US warplanes have bombed pro-government forces in Syria to repel “an unprovoked attack” on allied forces in the country’s east in one of the most serious clashes between the Washington-led coalition and those loyal to the country’s President Bashar al-Assad.
It is a sign of the escalating risk of confrontations between the various players in Syria’s complicated civil war, particularly as the territory once held by Isis – the one common enemy – shrinks, leaving competing factions butting up against each other on the battlefield.
US officials said that more than 100 pro-government troops had been killed in the wake of more 500 troops launching an attack on territory held by the US-backed Syrian Democratic Forces (SDF) alliance of Kurdish and Arab militias around the Euphrates River. Syria state media accused Washington of a “war crime”.
In a sign of the dangers of escalating conflict across a nation where a number of groups and nations are now facing off against each other as Isis, which was the common enemy, continues to lose territory.
The SDF control areas east of the Euphrates River in Deir Ezzor province, including most of the oil and gas fields, having forced out Isis from the area last year. Meanwhile Syrian government forces are based in the west. The oil-rich province had been a major source of income for Isis and the resources there would be a boon for the government of Syrian President Bashar al-Assad. Mr Assad has repeatedly said he wants to claim back every inch of his country.

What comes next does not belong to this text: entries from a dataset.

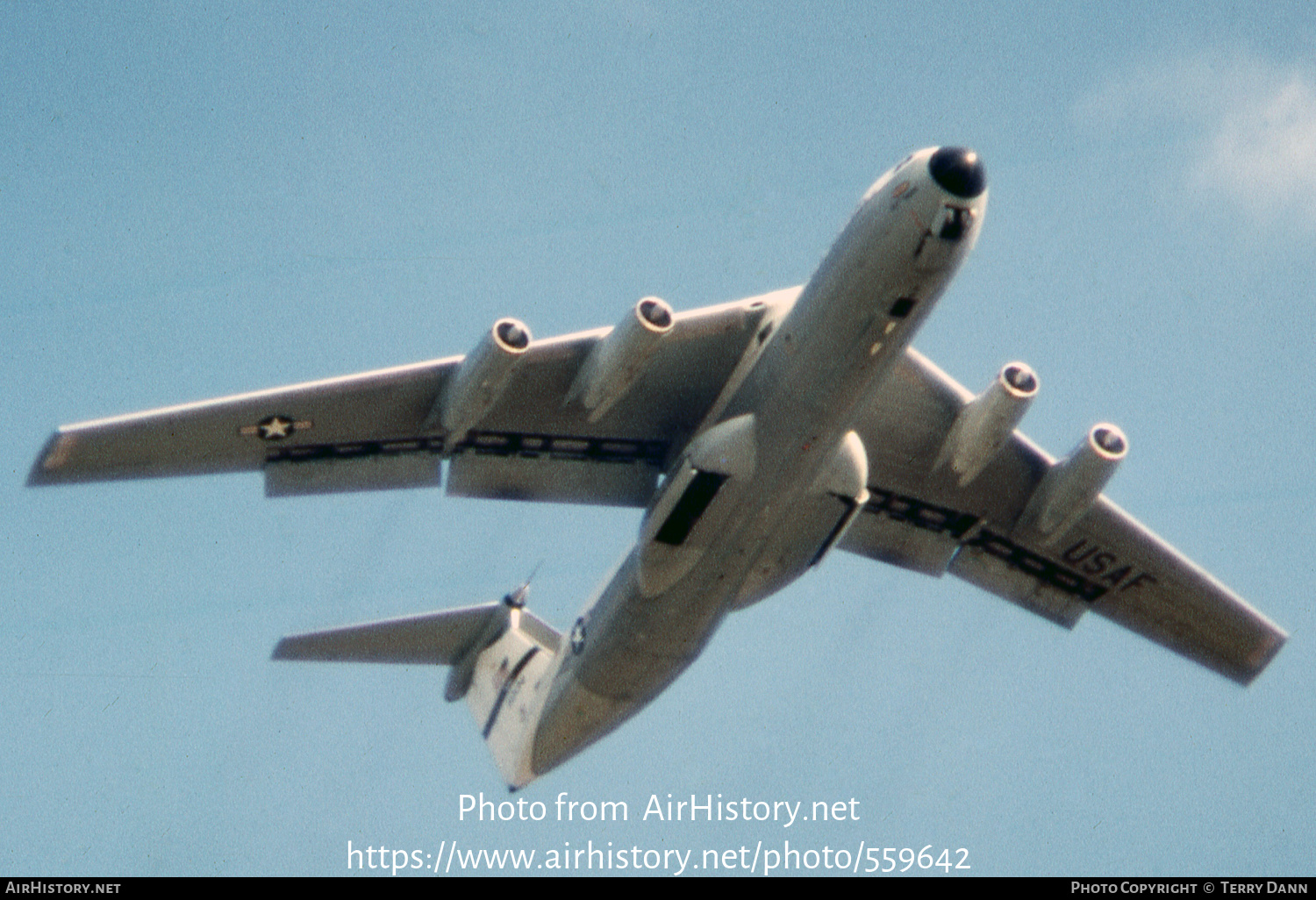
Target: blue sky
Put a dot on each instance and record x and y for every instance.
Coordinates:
(197, 202)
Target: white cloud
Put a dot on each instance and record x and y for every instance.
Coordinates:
(1250, 128)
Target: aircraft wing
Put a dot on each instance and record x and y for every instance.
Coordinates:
(1105, 561)
(374, 431)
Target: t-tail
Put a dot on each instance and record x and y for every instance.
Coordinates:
(503, 661)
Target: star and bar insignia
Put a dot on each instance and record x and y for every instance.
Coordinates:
(274, 428)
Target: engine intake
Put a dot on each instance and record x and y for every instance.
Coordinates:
(620, 358)
(987, 421)
(1071, 486)
(481, 379)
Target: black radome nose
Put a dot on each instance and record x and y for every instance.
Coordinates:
(960, 171)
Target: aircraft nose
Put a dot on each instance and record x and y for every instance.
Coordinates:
(960, 171)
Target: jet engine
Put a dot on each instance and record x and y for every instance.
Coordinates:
(620, 358)
(481, 379)
(987, 421)
(1073, 483)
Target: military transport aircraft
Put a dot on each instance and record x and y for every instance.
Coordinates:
(757, 436)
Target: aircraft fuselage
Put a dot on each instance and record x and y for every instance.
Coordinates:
(774, 475)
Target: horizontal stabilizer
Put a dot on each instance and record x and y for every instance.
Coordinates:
(437, 639)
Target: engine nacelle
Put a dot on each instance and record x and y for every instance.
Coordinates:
(481, 379)
(987, 421)
(1071, 484)
(620, 358)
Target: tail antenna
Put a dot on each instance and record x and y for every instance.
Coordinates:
(516, 599)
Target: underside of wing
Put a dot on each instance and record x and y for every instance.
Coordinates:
(534, 439)
(992, 529)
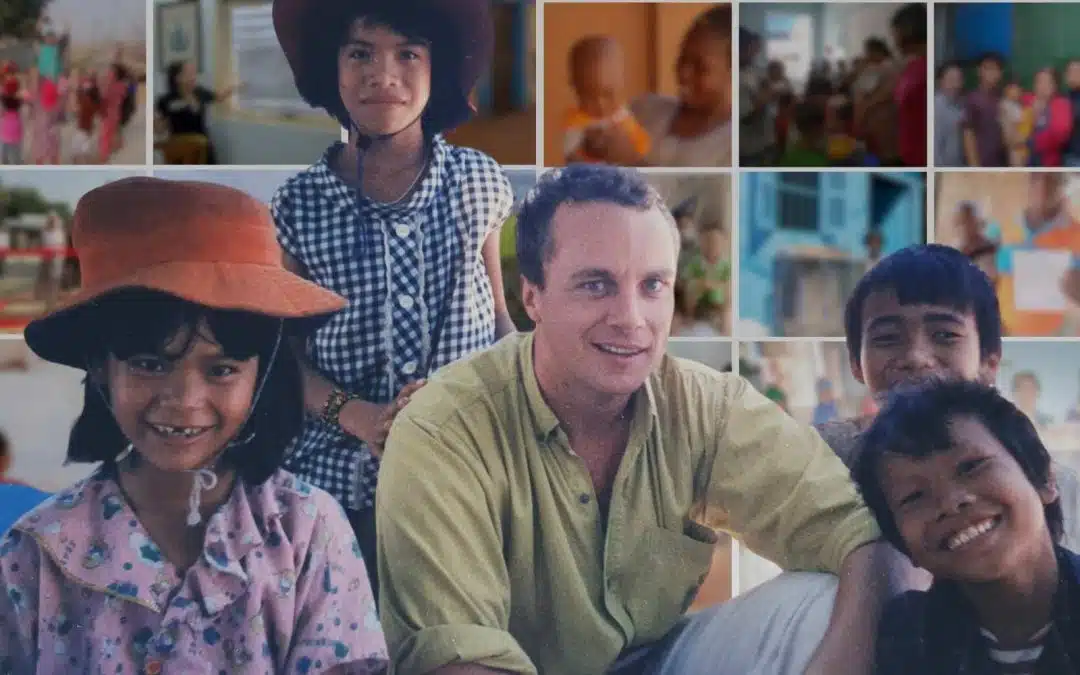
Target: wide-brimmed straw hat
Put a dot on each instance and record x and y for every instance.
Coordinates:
(462, 46)
(201, 242)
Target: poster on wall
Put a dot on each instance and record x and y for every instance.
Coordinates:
(178, 35)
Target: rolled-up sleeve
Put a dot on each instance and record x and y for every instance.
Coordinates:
(19, 565)
(444, 584)
(786, 495)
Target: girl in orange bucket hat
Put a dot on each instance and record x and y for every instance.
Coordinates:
(400, 221)
(188, 550)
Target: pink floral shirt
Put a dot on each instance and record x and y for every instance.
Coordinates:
(281, 588)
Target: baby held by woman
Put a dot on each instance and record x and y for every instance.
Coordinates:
(597, 75)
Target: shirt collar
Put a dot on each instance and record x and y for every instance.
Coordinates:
(544, 420)
(92, 534)
(345, 197)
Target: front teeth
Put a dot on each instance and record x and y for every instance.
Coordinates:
(619, 351)
(185, 432)
(968, 534)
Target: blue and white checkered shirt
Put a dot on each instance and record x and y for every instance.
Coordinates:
(394, 264)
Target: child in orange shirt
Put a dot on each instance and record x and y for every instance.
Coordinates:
(597, 76)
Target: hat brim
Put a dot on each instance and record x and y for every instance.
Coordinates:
(59, 336)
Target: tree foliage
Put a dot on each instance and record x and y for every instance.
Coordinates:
(18, 18)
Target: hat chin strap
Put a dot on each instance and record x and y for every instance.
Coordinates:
(204, 477)
(364, 142)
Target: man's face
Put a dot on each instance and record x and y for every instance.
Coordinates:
(605, 310)
(910, 343)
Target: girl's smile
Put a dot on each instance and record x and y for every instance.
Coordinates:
(180, 407)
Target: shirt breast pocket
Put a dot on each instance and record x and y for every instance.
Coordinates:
(666, 568)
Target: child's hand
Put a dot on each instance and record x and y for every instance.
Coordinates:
(390, 412)
(594, 143)
(618, 147)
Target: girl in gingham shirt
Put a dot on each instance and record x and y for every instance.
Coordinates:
(397, 220)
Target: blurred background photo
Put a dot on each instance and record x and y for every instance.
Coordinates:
(1024, 230)
(72, 82)
(832, 84)
(1008, 80)
(637, 83)
(807, 238)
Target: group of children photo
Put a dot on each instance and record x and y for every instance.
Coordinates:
(867, 109)
(251, 375)
(999, 122)
(57, 110)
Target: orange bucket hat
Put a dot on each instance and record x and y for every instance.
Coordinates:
(205, 243)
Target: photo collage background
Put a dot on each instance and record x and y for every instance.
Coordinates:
(795, 144)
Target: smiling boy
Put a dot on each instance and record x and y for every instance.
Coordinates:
(960, 482)
(922, 313)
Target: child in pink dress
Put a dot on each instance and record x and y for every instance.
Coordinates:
(12, 100)
(188, 550)
(115, 90)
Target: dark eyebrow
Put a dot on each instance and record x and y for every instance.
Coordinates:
(591, 273)
(888, 321)
(943, 318)
(405, 42)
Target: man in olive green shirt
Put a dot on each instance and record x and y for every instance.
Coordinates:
(534, 504)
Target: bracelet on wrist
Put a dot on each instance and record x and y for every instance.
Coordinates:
(332, 410)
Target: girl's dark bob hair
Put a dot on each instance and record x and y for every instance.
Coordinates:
(131, 323)
(316, 79)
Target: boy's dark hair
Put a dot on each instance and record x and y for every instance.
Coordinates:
(577, 184)
(318, 77)
(915, 423)
(809, 118)
(949, 65)
(140, 322)
(991, 57)
(929, 274)
(909, 22)
(4, 454)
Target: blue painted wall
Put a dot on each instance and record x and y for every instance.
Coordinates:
(980, 28)
(844, 218)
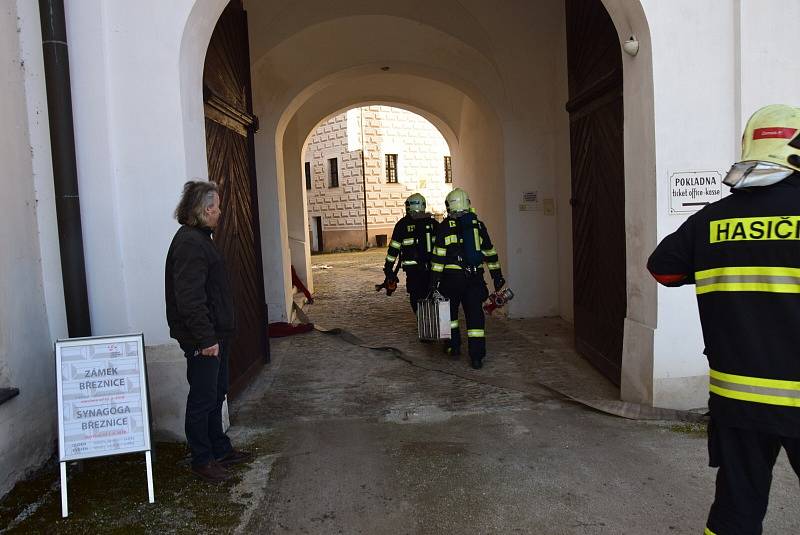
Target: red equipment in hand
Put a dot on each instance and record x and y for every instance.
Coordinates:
(498, 299)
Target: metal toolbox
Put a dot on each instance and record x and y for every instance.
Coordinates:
(433, 317)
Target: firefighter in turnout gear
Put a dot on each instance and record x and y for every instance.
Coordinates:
(411, 246)
(462, 246)
(742, 253)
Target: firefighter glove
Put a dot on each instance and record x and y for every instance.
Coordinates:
(499, 282)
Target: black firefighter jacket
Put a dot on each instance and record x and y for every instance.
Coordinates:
(200, 308)
(742, 253)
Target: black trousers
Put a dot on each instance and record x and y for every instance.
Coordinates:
(208, 385)
(468, 292)
(745, 459)
(417, 282)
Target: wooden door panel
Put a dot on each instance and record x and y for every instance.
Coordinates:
(598, 184)
(229, 146)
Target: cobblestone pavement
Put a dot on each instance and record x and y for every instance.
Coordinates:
(371, 444)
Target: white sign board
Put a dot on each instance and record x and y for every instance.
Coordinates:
(530, 201)
(102, 397)
(690, 191)
(103, 408)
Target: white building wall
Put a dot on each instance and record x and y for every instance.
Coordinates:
(26, 335)
(387, 130)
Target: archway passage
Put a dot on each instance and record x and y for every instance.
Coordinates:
(598, 184)
(230, 125)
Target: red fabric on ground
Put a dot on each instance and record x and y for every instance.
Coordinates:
(279, 329)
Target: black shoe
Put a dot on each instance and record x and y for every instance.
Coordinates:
(235, 457)
(212, 472)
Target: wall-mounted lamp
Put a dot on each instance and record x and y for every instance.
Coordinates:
(631, 46)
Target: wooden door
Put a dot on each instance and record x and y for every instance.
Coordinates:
(230, 125)
(598, 184)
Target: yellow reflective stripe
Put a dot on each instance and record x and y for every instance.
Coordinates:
(757, 398)
(755, 381)
(755, 228)
(749, 287)
(748, 279)
(755, 389)
(748, 270)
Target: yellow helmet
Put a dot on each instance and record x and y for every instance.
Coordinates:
(770, 148)
(415, 204)
(457, 201)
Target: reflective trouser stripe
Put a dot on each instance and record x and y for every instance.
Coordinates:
(755, 389)
(748, 279)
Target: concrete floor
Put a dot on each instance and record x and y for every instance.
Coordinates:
(368, 443)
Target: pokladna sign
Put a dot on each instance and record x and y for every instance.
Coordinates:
(690, 191)
(103, 404)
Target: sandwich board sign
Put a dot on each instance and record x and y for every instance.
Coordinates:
(103, 406)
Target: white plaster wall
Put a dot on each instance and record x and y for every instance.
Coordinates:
(26, 351)
(693, 132)
(420, 148)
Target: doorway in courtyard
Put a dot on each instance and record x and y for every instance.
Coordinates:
(595, 109)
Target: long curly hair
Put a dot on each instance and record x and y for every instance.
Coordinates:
(196, 197)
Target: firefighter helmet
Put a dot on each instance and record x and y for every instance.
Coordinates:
(457, 201)
(770, 148)
(415, 204)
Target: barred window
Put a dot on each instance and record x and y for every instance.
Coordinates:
(448, 170)
(391, 168)
(333, 165)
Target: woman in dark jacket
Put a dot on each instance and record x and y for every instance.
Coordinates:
(200, 314)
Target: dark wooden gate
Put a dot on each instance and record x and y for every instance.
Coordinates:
(230, 125)
(598, 184)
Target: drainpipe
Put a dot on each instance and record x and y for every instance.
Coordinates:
(364, 176)
(65, 174)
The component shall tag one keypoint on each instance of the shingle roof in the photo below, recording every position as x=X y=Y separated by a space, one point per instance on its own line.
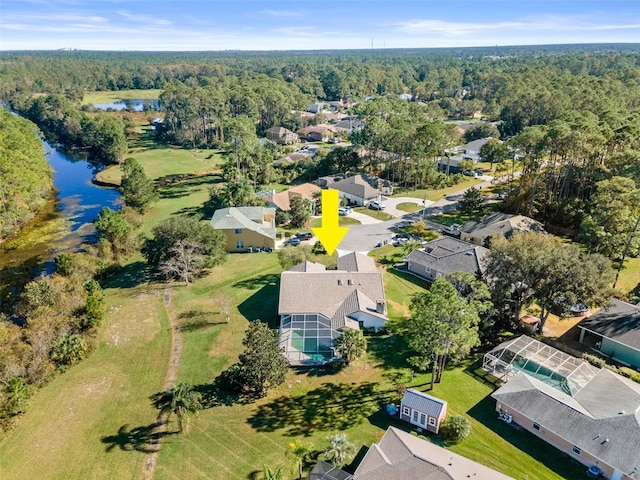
x=251 y=218
x=619 y=321
x=356 y=262
x=401 y=456
x=356 y=185
x=589 y=425
x=309 y=288
x=283 y=199
x=423 y=403
x=448 y=254
x=503 y=223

Mr Assad is backed by Russia, as well as Shia militia groups themselves backed by Iran, while the US is supporting the Kurdish SDF forces who have been a crucial ally in battling Isis – the major aim in Syria for the administration of President Donald Trump. Turkey has also started an offensive to push the US-backed Kurdish forces out of the northern town of Afrin, near the Turkish border, which has also increased tensions between Washington and Ankara.
“Pro-regime forces initiated hostilities with artillery pieces (howitzers). Additionally, Syrian pro-regime forces manoeuvred T-55 and T-72 main battle tanks with supporting mortar fire in what appears to be a co-ordinated attack on Syrian Democratic Forces approximately five miles east of the Euphrates River de-confliction line in Khusham, Syria,” Colonel Thomas F Veale, of the US-led coalition forces said of the latest clash.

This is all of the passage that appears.